The decision to get out of estate agency is part of the process of cleaning up the balance sheet for A&L's planned flotation on the stock market next spring. The goodwill in the chain, concentrated in East Anglia and the east Midlands, is pounds 25m, with a further pounds 15m coming from redundancy and closure costs.

The write-off held pre-tax profits last year virtually flat at pounds 287m, as A&L faced very tough conditions in two of its core business markets: home loans and Girobank, the group's corporate banking side. The mortgage market became increasingly competitive in 1995, with a wider range of discounts, fixed rates and special offers than ever before.

A&L achieved its highest-ever market share of total UK net mortgage advances at 8.2 per cent, as against its "normal" share by market weighting of 5 per cent. But Mr White conceded that earnings on this increased share were slim. "The margins are very tight on new business. But we do not launch anything that does not make a profit," he said.

Girobank, which is the country's biggest telephone banking operation, was also operating under "very tough conditions", he said. The personal banking sector fared the best, with a 57 per cent increase in pre-tax profits to pounds 63m. But Girobank's corporate money transfer business saw profits inch up to pounds 66m from pounds 63m in 1994.

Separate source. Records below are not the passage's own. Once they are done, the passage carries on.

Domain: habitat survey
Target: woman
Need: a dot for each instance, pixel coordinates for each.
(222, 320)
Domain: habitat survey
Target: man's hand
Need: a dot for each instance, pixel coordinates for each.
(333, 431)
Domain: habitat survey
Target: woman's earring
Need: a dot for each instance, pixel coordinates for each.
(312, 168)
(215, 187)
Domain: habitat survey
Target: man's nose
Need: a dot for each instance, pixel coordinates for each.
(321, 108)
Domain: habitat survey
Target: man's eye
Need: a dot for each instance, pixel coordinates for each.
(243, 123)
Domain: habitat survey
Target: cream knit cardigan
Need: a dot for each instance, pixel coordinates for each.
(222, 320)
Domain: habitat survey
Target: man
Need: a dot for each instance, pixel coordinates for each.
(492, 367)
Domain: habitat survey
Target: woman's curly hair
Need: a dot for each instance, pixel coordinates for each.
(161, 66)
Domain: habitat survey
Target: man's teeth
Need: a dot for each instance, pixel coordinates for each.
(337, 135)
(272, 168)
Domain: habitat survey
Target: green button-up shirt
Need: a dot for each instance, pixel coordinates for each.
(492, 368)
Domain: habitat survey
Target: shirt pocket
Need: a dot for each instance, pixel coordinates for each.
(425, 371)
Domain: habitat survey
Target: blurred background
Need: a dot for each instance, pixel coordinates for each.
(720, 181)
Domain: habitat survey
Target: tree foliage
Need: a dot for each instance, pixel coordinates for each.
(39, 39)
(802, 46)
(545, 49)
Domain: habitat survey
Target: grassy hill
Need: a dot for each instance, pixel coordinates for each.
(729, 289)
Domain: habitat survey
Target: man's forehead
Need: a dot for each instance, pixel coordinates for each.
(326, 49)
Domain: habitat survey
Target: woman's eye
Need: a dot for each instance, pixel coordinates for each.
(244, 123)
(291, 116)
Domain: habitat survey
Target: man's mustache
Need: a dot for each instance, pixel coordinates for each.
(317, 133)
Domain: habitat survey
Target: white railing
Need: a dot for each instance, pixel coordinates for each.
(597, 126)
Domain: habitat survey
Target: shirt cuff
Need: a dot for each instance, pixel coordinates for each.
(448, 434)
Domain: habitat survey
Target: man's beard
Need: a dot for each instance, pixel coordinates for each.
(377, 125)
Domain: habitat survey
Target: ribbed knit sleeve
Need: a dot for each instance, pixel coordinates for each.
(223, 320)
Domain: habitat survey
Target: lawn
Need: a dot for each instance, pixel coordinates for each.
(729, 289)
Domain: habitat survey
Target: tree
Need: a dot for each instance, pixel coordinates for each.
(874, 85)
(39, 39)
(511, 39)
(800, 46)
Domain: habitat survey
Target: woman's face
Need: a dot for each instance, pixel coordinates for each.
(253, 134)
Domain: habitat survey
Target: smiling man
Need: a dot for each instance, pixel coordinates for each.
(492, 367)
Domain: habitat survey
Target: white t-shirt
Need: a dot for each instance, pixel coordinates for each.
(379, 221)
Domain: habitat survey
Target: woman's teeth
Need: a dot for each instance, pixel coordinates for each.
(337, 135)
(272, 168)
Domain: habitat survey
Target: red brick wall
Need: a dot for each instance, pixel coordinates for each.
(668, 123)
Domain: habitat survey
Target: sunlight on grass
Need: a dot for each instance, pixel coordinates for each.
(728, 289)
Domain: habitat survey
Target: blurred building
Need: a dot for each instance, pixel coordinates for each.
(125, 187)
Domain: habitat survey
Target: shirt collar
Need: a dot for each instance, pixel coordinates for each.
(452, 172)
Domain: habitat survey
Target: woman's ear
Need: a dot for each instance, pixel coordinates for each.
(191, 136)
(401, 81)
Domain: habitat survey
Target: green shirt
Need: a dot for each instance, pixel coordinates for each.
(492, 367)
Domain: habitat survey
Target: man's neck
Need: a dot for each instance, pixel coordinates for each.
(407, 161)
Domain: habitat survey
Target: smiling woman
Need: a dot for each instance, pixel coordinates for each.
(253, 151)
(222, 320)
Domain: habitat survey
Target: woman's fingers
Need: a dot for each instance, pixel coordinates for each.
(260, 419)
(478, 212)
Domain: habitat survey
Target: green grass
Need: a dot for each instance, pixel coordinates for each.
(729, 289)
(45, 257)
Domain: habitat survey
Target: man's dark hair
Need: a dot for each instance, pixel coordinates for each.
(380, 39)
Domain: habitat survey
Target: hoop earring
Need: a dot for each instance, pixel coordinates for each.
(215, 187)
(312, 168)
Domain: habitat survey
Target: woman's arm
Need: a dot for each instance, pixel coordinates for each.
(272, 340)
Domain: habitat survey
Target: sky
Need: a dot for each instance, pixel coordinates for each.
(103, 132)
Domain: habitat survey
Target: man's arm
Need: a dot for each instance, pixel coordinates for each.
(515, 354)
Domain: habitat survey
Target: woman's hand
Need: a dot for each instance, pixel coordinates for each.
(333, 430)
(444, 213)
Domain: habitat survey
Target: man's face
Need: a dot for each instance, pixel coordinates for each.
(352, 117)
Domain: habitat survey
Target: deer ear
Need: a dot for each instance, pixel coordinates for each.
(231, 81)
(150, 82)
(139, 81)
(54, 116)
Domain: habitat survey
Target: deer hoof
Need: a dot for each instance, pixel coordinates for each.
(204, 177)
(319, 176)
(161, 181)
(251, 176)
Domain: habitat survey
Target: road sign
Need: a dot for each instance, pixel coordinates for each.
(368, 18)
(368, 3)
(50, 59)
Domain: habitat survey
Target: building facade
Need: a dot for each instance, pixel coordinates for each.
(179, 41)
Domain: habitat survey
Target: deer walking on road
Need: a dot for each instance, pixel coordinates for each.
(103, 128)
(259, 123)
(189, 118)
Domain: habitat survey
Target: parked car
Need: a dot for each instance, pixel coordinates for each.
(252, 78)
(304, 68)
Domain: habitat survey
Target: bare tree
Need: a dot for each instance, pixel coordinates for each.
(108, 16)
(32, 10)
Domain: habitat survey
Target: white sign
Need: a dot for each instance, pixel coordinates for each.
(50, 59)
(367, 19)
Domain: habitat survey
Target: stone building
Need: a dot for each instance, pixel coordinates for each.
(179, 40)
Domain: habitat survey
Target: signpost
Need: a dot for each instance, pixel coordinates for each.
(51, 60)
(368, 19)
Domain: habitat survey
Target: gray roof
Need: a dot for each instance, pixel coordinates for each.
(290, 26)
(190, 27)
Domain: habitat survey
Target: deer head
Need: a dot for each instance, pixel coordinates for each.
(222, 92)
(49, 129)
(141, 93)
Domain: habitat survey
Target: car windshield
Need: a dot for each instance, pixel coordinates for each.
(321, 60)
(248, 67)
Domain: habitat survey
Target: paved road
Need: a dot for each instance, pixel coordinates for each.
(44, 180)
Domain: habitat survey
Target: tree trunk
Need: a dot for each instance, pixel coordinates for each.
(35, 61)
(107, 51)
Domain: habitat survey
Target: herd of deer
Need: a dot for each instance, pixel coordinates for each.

Easing the pain of the estate agency write-off to some extent was an unexpectedly sharp drop in the bad debt provision to just pounds 3m, from pounds 29m in 1994. "These are the lowest bad debts we have had for a long time, thanks to recoveries of commercial loans previously written off," said Richard Pym, group finance director. The cut in bad debt provisions accounted for much of the 15 per cent increase in group pre-tax operating profits to pounds 327m.

"Overall, the results are below expectations. Even though the improvement in bad debts is extremely good, it means on an operating level the profit growth has been small," said Rob Thomas, analyst at UBS.

Unlike most building societies, 40 per cent of Alliance profits are from non-traditional activities. This is one reason why it is anxious to gain bank status.